Where does this minus come from in the squared Clifford algebra, Cl$(\mathbb Z,\mathrm{diag}[1,1])^{\otimes 2}$ ?
In the Clifford algebra tensor-squared, I find a minus I cannot explain:
C.<a0,a1>=CliffordAlgebra(DiagonalQuadraticForm(ZZ,[1,1])) ; C.rename('Cl(Z,2)')
a0.tensor(a0) in C.tensor(C)
a0.tensor(a1) * a0.tensor(a1)
# result: -1#1 ( why? )
In mathematics $a_0\otimes a_1$ squared equals its components squared, so $a_0^2\otimes a_1^2$ which should be the unit of the $\mathrm{Cl}(\mathbb Z,2) \otimes \mathrm{Cl}(\mathbb Z,2) $ above. Am I missing something?
I supposed first that Sage interprets the wandering of the, say, left $a_1$ to the 'right of the second' $a_0$ in
$ (a_0\otimes a_1) \cdot (a_0\otimes a_1) = a_0^2\otimes a_1^2 = 1\otimes 1$ (trivial quad. form)
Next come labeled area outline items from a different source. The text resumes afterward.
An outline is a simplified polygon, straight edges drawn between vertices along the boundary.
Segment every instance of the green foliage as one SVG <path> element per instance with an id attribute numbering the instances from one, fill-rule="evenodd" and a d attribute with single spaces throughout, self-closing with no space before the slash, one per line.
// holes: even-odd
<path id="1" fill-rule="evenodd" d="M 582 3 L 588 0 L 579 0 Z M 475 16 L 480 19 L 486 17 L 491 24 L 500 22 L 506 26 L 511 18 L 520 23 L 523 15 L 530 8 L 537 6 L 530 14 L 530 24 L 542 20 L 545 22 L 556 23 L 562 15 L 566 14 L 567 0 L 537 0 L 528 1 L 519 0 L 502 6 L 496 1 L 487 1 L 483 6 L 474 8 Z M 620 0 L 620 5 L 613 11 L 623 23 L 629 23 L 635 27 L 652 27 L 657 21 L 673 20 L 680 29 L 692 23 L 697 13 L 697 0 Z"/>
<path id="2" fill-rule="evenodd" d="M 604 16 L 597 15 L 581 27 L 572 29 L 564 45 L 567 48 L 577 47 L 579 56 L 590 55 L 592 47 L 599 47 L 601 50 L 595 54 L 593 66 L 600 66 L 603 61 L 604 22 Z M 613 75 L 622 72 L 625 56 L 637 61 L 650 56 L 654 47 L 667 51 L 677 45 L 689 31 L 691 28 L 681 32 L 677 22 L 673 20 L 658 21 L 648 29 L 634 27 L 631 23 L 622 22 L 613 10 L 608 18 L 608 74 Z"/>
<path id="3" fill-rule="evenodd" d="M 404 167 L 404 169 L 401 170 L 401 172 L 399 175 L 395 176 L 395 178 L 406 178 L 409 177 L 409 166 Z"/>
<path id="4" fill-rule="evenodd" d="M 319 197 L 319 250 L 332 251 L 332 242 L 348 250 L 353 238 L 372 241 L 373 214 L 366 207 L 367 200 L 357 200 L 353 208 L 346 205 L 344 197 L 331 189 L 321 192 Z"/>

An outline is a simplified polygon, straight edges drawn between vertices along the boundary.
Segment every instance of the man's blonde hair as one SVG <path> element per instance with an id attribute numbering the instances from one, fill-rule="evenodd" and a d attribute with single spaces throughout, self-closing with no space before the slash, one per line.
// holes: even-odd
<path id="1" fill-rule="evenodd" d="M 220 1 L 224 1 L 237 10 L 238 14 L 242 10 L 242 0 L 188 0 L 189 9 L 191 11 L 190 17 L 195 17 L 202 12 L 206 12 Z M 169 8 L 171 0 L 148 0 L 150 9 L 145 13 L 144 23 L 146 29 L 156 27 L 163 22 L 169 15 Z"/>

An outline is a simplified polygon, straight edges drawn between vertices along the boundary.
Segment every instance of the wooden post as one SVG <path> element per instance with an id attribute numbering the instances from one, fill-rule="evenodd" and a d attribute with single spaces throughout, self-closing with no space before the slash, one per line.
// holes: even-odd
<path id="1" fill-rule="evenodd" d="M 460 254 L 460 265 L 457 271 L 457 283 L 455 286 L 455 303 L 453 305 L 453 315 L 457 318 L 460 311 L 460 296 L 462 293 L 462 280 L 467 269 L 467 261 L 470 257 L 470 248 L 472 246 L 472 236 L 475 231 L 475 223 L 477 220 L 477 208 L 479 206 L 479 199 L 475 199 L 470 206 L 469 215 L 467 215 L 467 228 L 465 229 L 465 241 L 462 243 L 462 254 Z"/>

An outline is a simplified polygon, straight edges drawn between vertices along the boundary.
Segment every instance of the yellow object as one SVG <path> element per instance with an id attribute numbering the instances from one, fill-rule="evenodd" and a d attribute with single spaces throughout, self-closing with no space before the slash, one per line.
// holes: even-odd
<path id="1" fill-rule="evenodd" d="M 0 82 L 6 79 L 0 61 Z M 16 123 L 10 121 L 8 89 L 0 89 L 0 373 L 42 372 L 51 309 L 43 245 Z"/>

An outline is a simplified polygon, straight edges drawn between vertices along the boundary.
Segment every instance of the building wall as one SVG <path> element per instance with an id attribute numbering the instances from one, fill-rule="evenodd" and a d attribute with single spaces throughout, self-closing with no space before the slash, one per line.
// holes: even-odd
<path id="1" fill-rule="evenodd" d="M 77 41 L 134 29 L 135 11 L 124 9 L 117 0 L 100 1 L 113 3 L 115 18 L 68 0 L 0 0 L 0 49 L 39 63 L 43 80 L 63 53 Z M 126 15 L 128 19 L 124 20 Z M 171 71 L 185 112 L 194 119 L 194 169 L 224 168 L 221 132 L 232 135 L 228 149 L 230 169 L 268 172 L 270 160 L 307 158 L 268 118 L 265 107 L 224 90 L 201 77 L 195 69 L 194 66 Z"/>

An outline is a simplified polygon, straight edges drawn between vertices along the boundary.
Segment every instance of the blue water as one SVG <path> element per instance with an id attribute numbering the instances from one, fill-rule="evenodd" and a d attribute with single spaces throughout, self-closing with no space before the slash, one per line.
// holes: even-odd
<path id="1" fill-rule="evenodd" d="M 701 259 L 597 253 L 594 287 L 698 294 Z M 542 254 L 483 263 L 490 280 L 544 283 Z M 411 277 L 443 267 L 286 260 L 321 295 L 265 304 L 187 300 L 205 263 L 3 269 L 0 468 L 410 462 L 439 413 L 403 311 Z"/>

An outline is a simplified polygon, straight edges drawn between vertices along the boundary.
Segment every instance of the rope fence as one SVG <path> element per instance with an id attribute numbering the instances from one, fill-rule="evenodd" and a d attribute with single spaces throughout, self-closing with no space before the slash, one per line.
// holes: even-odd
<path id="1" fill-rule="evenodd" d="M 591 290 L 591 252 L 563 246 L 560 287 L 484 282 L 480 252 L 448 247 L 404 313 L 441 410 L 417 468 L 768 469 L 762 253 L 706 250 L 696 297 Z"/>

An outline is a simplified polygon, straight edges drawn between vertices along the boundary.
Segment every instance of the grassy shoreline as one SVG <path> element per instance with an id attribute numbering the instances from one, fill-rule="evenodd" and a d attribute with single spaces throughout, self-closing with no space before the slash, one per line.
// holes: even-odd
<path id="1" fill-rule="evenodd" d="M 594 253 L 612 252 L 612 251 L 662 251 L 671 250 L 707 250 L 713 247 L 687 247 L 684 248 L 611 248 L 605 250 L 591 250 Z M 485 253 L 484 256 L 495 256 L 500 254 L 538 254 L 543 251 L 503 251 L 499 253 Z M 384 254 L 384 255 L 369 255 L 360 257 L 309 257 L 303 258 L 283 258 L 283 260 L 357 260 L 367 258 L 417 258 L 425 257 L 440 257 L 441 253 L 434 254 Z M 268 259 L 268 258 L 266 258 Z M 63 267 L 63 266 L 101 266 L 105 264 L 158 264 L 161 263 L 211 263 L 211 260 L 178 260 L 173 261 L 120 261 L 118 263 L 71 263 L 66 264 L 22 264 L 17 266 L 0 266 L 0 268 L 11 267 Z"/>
as some anti-commutation rule ($a_0a_1 + a_1 a_0 =0$, hence the minus), but such products never happened in the computation (i.e. they must not occur for this example, if I'm not mistaken). I tried renaming creating a copy of the Clifford algebra with new-names for generators, but that doesn't work either.